HULS
Customer: U.S. Navy EODTECHDIV
Role: Subcontractor, Foster-Miller lead
Partners: Advanced Research Laboratory Penn State University; Seebyte
Duration: 10/2007 – 9/2008
Purpose: detect, identify and localize mines on ship hulls
Technologies: SURC, Sabertooth crawler, underwater unmanned vehicle
Capabilities: Search mission planning, mission management, underwater mine detection and localization, tele-operation, sonar analysis
The Navy’s EOD HULS program is specifically focused on searching and localizing potential threat objects on ship hulls, piers and pilings. Because the presence of such objects could prove devastating to U.S. assets, timely localization is essential.
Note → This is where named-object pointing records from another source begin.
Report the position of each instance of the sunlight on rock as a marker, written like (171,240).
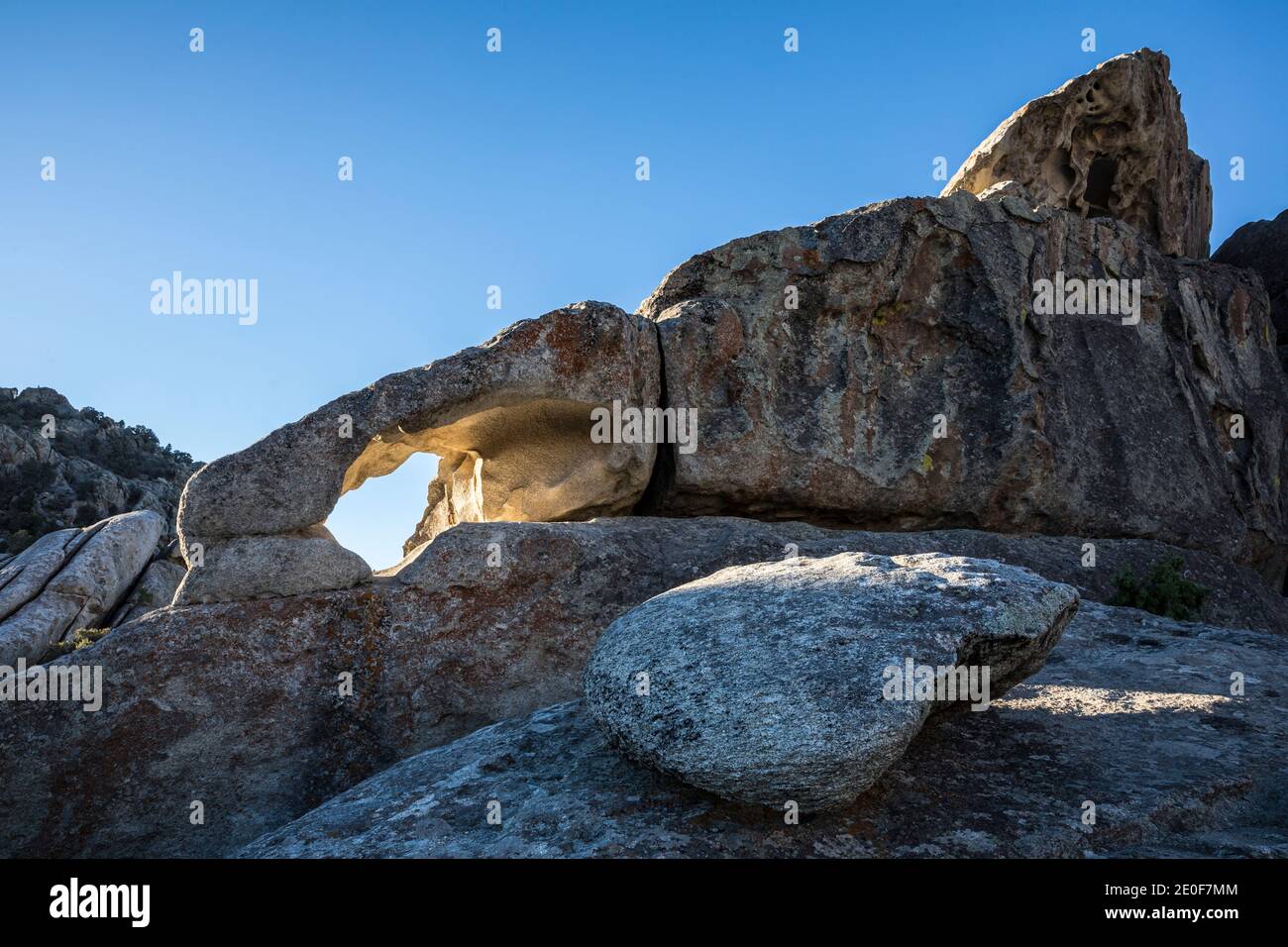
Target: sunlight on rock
(1094,701)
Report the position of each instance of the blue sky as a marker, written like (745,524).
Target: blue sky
(476,169)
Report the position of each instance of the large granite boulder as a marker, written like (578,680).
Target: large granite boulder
(1109,144)
(1262,248)
(240,703)
(71,579)
(1132,715)
(63,467)
(515,410)
(772,684)
(919,384)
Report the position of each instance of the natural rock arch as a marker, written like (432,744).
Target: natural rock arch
(514,415)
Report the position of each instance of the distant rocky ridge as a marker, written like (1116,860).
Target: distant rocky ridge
(90,470)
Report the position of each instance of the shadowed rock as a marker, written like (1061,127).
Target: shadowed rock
(1109,144)
(768,684)
(1131,711)
(1262,247)
(239,703)
(71,579)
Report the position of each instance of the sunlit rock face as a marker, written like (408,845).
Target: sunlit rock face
(890,368)
(1109,144)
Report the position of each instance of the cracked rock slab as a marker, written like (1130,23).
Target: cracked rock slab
(518,407)
(917,385)
(769,684)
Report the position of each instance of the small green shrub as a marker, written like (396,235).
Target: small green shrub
(1163,590)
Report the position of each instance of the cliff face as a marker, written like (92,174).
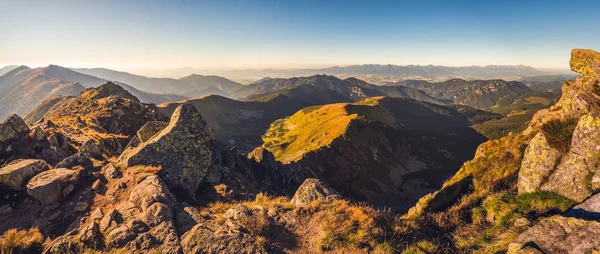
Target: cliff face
(531,192)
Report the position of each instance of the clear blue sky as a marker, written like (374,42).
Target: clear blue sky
(286,34)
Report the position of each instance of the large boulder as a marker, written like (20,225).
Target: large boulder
(314,190)
(47,187)
(16,175)
(559,234)
(183,150)
(539,161)
(13,128)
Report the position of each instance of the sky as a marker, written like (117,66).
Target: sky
(135,35)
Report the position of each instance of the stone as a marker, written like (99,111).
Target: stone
(13,128)
(55,215)
(137,226)
(120,237)
(96,214)
(589,210)
(157,213)
(96,185)
(91,149)
(77,159)
(570,179)
(110,172)
(38,134)
(47,186)
(16,175)
(111,219)
(559,234)
(150,129)
(91,237)
(183,150)
(67,190)
(149,191)
(314,190)
(81,206)
(539,160)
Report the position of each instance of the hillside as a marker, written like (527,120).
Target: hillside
(382,150)
(7,68)
(384,73)
(24,88)
(476,93)
(239,123)
(182,86)
(351,88)
(531,192)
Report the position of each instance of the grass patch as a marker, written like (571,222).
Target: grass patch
(543,202)
(21,241)
(559,133)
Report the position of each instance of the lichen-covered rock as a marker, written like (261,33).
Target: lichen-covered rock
(150,129)
(570,179)
(91,237)
(91,149)
(314,190)
(47,186)
(183,149)
(229,236)
(589,210)
(110,172)
(16,175)
(77,159)
(150,191)
(538,163)
(13,128)
(586,140)
(559,234)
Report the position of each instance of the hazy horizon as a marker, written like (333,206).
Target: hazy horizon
(140,37)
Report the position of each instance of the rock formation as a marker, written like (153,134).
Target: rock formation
(182,149)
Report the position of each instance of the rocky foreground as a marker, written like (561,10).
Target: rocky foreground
(103,172)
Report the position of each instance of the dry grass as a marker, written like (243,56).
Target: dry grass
(21,241)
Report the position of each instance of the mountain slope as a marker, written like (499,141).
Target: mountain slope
(382,150)
(23,88)
(476,93)
(351,88)
(531,192)
(8,68)
(165,85)
(239,123)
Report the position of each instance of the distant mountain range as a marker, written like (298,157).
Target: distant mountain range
(23,88)
(186,86)
(379,73)
(351,88)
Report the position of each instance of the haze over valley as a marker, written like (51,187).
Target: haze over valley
(299,127)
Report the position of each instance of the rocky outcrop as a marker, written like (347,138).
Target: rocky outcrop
(558,234)
(571,173)
(182,149)
(13,128)
(47,187)
(314,190)
(232,236)
(16,175)
(539,161)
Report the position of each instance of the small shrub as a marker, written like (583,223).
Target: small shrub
(21,241)
(559,133)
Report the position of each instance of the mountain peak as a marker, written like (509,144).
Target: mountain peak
(585,61)
(107,90)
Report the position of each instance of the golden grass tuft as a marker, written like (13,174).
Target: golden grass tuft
(21,241)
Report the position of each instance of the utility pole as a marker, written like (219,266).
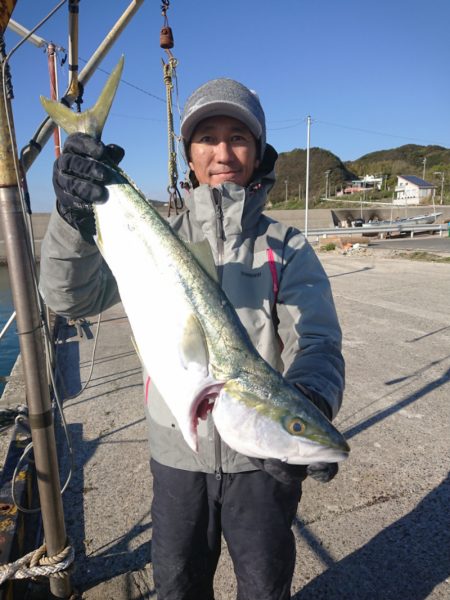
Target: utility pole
(52,58)
(19,255)
(52,50)
(308,137)
(441,173)
(327,183)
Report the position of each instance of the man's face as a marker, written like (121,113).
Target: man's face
(222,149)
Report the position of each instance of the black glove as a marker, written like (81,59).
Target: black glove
(281,471)
(322,472)
(79,180)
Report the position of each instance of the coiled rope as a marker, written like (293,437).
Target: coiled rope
(37,564)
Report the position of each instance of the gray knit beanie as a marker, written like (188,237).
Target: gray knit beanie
(224,97)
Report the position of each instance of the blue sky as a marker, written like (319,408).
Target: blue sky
(373,74)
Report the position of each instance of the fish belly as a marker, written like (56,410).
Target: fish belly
(154,298)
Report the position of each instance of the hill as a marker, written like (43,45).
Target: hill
(404,160)
(291,167)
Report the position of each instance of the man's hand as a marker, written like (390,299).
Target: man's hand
(80,179)
(323,472)
(281,471)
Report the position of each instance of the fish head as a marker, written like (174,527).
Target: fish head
(275,420)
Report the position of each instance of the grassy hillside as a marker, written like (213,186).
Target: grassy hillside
(291,167)
(404,160)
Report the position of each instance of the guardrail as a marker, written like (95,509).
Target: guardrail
(380,229)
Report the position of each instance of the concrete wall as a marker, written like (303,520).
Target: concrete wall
(319,218)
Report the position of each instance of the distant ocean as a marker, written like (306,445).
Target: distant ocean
(9,344)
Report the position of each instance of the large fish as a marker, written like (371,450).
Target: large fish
(188,334)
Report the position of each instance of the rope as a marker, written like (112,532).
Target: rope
(169,73)
(175,199)
(36,563)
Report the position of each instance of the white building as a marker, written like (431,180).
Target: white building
(413,190)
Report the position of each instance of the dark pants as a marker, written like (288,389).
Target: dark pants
(254,511)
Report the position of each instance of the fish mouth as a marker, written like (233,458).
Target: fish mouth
(202,405)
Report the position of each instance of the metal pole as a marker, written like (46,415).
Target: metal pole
(44,131)
(307,175)
(73,48)
(20,266)
(51,54)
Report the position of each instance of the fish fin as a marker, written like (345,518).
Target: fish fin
(193,346)
(92,120)
(203,253)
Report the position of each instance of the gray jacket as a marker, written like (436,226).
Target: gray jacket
(294,328)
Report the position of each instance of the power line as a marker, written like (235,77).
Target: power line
(139,89)
(296,122)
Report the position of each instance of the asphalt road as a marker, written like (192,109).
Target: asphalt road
(428,243)
(378,531)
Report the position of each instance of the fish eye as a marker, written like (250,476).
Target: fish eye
(295,426)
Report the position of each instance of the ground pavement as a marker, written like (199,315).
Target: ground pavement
(378,531)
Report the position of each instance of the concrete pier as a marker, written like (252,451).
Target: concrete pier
(378,531)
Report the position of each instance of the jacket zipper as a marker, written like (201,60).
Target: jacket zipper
(220,237)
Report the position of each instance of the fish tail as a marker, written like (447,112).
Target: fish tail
(92,120)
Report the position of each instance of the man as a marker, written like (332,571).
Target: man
(283,298)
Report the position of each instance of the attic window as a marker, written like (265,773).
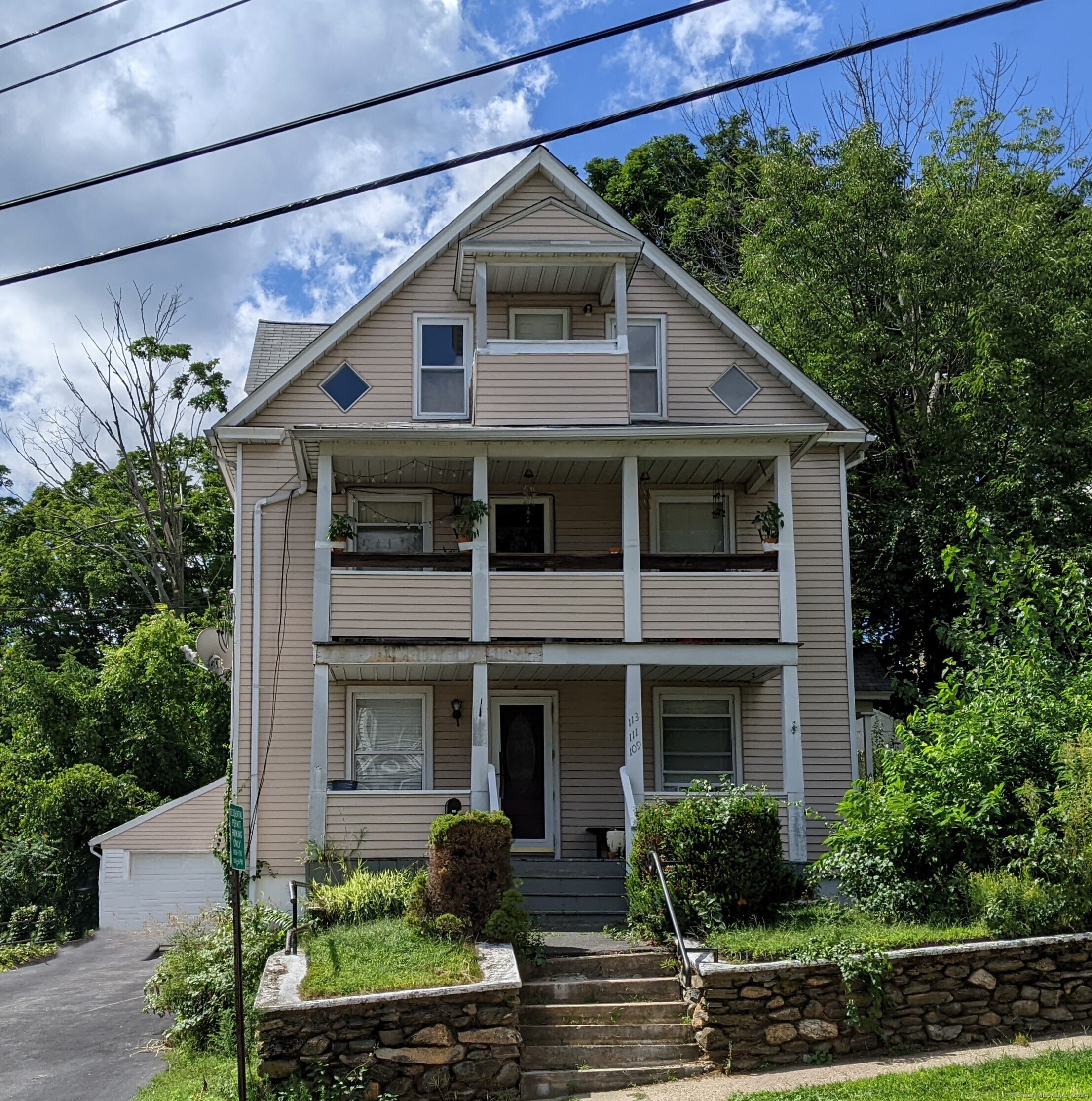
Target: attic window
(735,389)
(345,388)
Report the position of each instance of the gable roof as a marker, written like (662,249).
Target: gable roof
(570,184)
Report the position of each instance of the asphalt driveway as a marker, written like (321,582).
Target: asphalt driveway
(72,1028)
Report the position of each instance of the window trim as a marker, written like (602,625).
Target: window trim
(659,496)
(425,498)
(661,321)
(468,351)
(389,692)
(661,694)
(566,321)
(520,499)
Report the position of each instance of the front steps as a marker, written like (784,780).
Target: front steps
(573,895)
(603,1022)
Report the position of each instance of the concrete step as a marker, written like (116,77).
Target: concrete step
(596,1056)
(549,992)
(579,1034)
(603,1013)
(535,1085)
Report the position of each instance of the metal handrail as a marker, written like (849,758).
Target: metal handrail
(684,958)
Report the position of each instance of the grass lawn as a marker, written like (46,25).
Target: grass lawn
(383,955)
(808,931)
(1055,1075)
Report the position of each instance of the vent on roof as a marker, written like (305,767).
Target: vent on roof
(345,388)
(735,389)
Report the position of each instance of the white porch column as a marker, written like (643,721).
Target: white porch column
(321,632)
(631,551)
(792,731)
(479,740)
(479,564)
(635,733)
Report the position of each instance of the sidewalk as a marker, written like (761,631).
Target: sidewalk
(719,1087)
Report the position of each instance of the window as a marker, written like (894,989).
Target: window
(647,389)
(395,523)
(692,522)
(443,376)
(521,526)
(697,738)
(533,323)
(390,739)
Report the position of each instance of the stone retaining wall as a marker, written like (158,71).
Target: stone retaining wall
(450,1042)
(752,1014)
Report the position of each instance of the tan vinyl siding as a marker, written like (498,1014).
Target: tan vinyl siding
(385,825)
(188,827)
(562,390)
(555,606)
(709,606)
(400,605)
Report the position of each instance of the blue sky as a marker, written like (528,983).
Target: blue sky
(275,60)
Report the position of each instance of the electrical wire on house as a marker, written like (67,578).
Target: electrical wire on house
(63,22)
(125,45)
(431,170)
(364,105)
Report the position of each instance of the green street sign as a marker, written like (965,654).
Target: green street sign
(235,835)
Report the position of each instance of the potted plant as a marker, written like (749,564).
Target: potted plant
(466,521)
(342,529)
(770,522)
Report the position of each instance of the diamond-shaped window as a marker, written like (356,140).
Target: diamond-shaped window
(735,389)
(345,388)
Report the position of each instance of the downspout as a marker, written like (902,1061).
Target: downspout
(256,647)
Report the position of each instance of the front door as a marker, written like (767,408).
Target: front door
(522,747)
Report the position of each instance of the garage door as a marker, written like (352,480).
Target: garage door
(140,889)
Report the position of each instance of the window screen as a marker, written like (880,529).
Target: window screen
(697,740)
(389,742)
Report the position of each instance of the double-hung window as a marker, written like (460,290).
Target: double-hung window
(697,738)
(443,353)
(390,739)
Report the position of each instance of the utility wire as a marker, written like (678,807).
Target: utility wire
(388,97)
(125,45)
(457,162)
(64,22)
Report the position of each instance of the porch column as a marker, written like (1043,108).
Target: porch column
(321,632)
(479,563)
(631,551)
(792,731)
(479,740)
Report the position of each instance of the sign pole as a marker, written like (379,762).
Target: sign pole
(238,866)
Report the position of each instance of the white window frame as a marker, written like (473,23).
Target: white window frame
(388,692)
(520,499)
(564,311)
(468,351)
(425,499)
(656,497)
(661,694)
(661,321)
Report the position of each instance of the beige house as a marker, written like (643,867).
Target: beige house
(616,627)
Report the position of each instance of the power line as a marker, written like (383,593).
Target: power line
(457,162)
(364,105)
(125,45)
(64,22)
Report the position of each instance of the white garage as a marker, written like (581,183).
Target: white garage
(161,864)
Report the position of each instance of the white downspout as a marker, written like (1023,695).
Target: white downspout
(256,654)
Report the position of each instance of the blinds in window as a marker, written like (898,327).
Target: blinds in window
(389,750)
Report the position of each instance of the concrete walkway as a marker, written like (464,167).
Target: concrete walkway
(72,1027)
(722,1087)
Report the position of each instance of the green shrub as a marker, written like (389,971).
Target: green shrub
(469,870)
(363,897)
(722,856)
(195,980)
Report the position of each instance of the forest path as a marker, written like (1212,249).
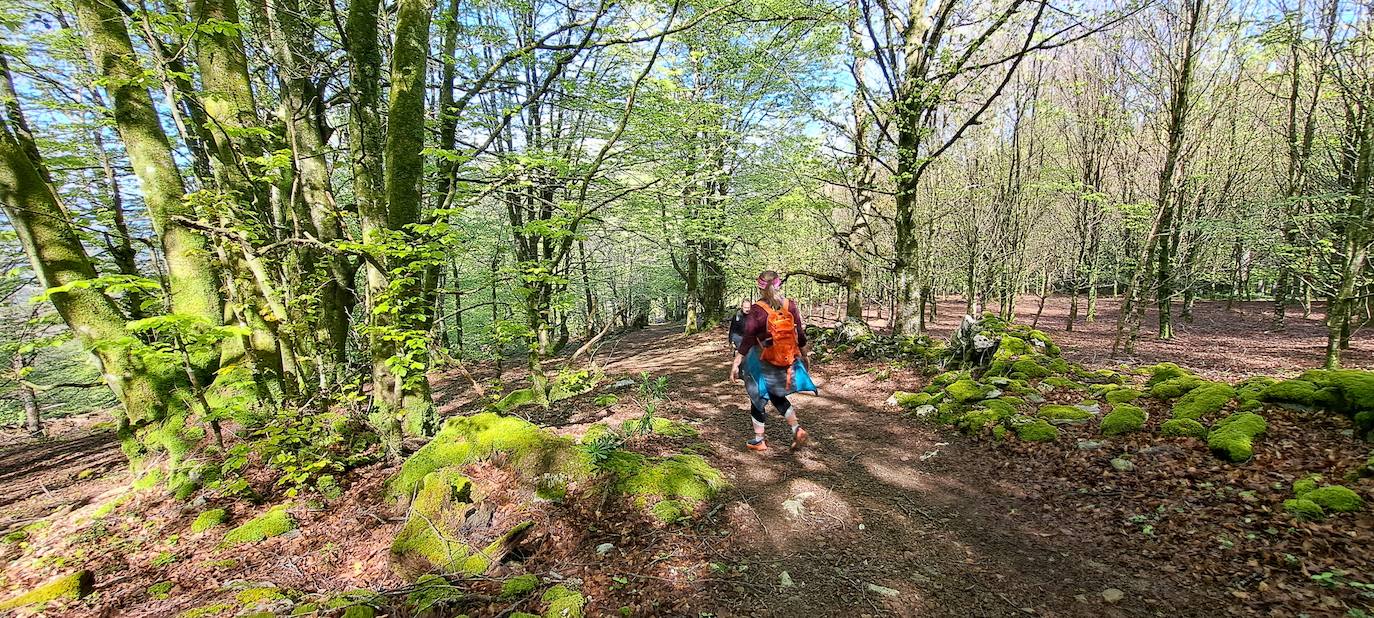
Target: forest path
(877,515)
Foster-Miller’s EOD HULS system consists of a Swimmer-Carrier Vehicle (SCV), a Crawler
robot, and a portable operator control station (the OCU). The SCV is a semi-autonomous unmanned underwater vehicle (produced by partner ARL Penn State) that scans the search area (ship hull or pier) with side scan sonar, producing near-real-time sonar data stream viewable by operators on the OCU.
The Crawler robot is a small tracked unmanned vehicle that is attached magnetically to the ship hull. Once a threat object is identified using sonar, the Crawler is deployed on the ship hull near the object and is tele-operated to the object, sending back live video for inspection. The Crawler can be deployed either by hand from the ship deck, or by rapidly outfitting the SCV with a special nose that allows it to carry the Crawler to and deploy it on the ship hull at the waterline.
The Operator Control Unit is Foster-Miller’s Common Control Unit (CCU) running Applied Perception’s SURC (Soldier Universal Robot Controller). For HULS, SURC was extended with a three dimensional search planner, mission-specific robot operations workflow, and sonar analysis workflow including sonar analysis software from Seebyte.